Hortense Camp

in the Wesleyan tradition

100 Years Celebration: 1904 - 2004

Gloria Smith Davis

(Daughter of Joseph and Iris Middleton Smith)



My parents were saved at Hortense Camp in 1949 and began a tradition of attending camp meeting every year.  I was born in October 1952, so the first camp meeting I attended was in August of 1953.  Of course I do not remember being at camp meeting those first few years, but it is significant to me to know that I was there.

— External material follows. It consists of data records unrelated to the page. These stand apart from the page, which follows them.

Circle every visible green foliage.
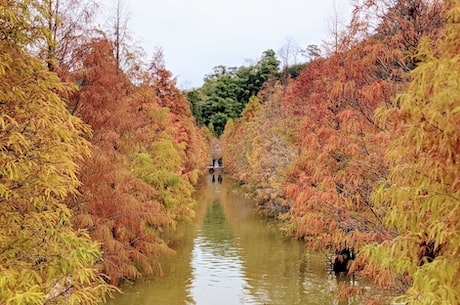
[222,85,298,216]
[366,1,460,304]
[187,50,280,136]
[0,1,111,304]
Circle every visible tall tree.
[0,1,110,304]
[366,1,460,304]
[32,0,97,74]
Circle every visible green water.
[104,175,370,305]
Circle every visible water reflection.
[109,174,372,305]
[190,199,255,305]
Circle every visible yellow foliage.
[366,0,460,304]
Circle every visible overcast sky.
[99,0,351,89]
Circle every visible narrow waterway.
[108,174,374,305]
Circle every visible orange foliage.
[65,39,207,284]
[283,1,440,254]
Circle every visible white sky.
[99,0,351,89]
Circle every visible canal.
[108,174,374,305]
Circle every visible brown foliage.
[65,39,207,284]
[284,1,440,254]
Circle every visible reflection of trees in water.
[221,180,359,305]
[199,199,237,257]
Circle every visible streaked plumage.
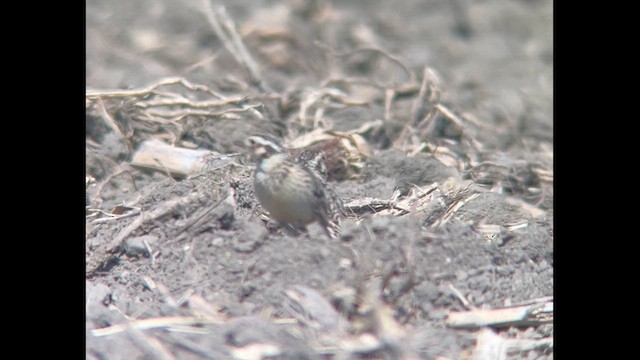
[247,136,343,239]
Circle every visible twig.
[136,96,247,109]
[86,77,225,99]
[107,192,200,252]
[449,284,476,309]
[314,41,413,83]
[447,301,553,329]
[91,316,216,337]
[203,0,270,91]
[89,207,141,224]
[97,98,125,139]
[127,328,176,360]
[413,66,440,127]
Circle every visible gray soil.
[86,0,553,359]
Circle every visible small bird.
[246,135,344,239]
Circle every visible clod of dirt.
[363,150,461,195]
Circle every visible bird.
[246,135,344,239]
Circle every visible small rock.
[122,235,158,256]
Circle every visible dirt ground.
[86,0,553,359]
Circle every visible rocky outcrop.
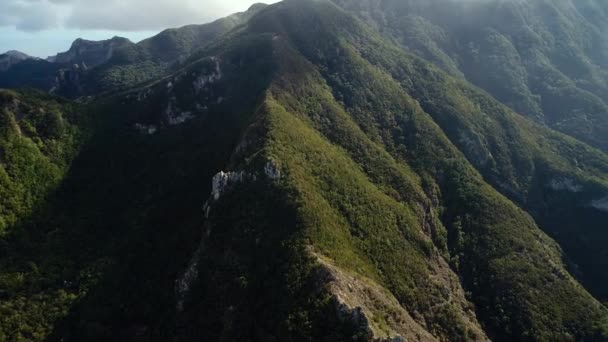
[311,252,437,341]
[48,37,133,68]
[548,178,583,193]
[175,161,281,312]
[49,63,88,96]
[0,50,33,72]
[591,196,608,213]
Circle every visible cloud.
[0,0,276,31]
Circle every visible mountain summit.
[0,0,608,341]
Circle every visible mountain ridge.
[0,0,608,341]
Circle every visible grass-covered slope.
[0,4,265,98]
[0,0,608,341]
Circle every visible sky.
[0,0,277,57]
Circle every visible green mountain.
[0,0,608,341]
[335,0,608,151]
[0,4,265,98]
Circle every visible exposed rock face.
[175,161,281,311]
[135,123,158,135]
[49,63,88,96]
[0,50,32,72]
[591,196,608,213]
[48,37,133,68]
[211,171,247,201]
[313,253,437,341]
[193,57,222,95]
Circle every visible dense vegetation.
[0,0,608,341]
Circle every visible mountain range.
[0,0,608,341]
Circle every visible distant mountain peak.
[0,50,33,72]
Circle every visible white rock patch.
[549,178,583,193]
[591,196,608,213]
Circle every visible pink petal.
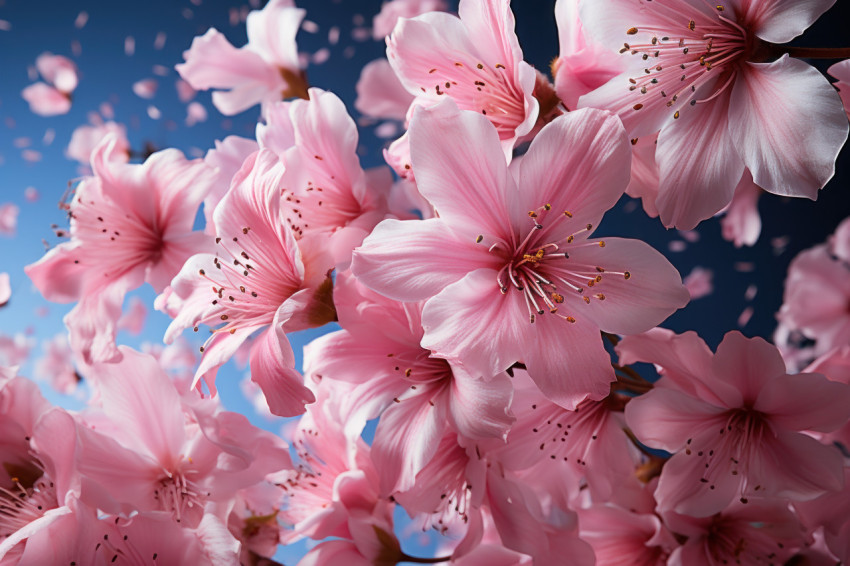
[449,367,515,438]
[422,268,531,377]
[556,238,690,334]
[729,56,848,200]
[352,218,495,301]
[91,346,185,466]
[706,331,786,407]
[410,98,512,238]
[753,373,850,432]
[372,388,447,494]
[245,0,306,71]
[738,0,835,43]
[626,387,726,452]
[518,316,615,409]
[516,109,631,234]
[655,88,744,230]
[21,83,71,116]
[251,322,316,417]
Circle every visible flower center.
[476,204,631,324]
[620,1,751,119]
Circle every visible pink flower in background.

The very first memory I have of being at the Hortense Wesleyan Camp-ground was on a workday when folks with a mind to work had come to prepare for camp meeting.  I was probably about five or six years old because this memory is very clear.  The men lifted those heavy wooden-slatted benches from the pile under the Tabernacle and carried them out, setting them down outside the Tabernacle.  Using buckets of water and brooms or brushes, the women scrubbed the benches.  As soon as the sun had dried some of the water from the benches, the men brought the cotton mattresses that had been stored in the block worker's building and laid them on the backs of the benches to sun.  Meanwhile, a team of workers had been scrubbing the two-story dorm, using brooms, mops and buckets of water to sweep down and clean every room.  Later, when the dorm floors were dry, the men rolled up those cotton mattresses, that had been freshened by the sun, and carried them on their shoulder into the dorm, putting them on the beds.  Each man carried one double mattress, holding it in a roll, some downstairs and some upstairs, till each room had a mattress.

I was impressed that these people were working so hard, doing work I'd never seen done before.  I decided that if Camp Meeting was worth this much work, then it must be very important and very special.  I still consider Camp Meeting at Hortense to be the highlight of every year in my life.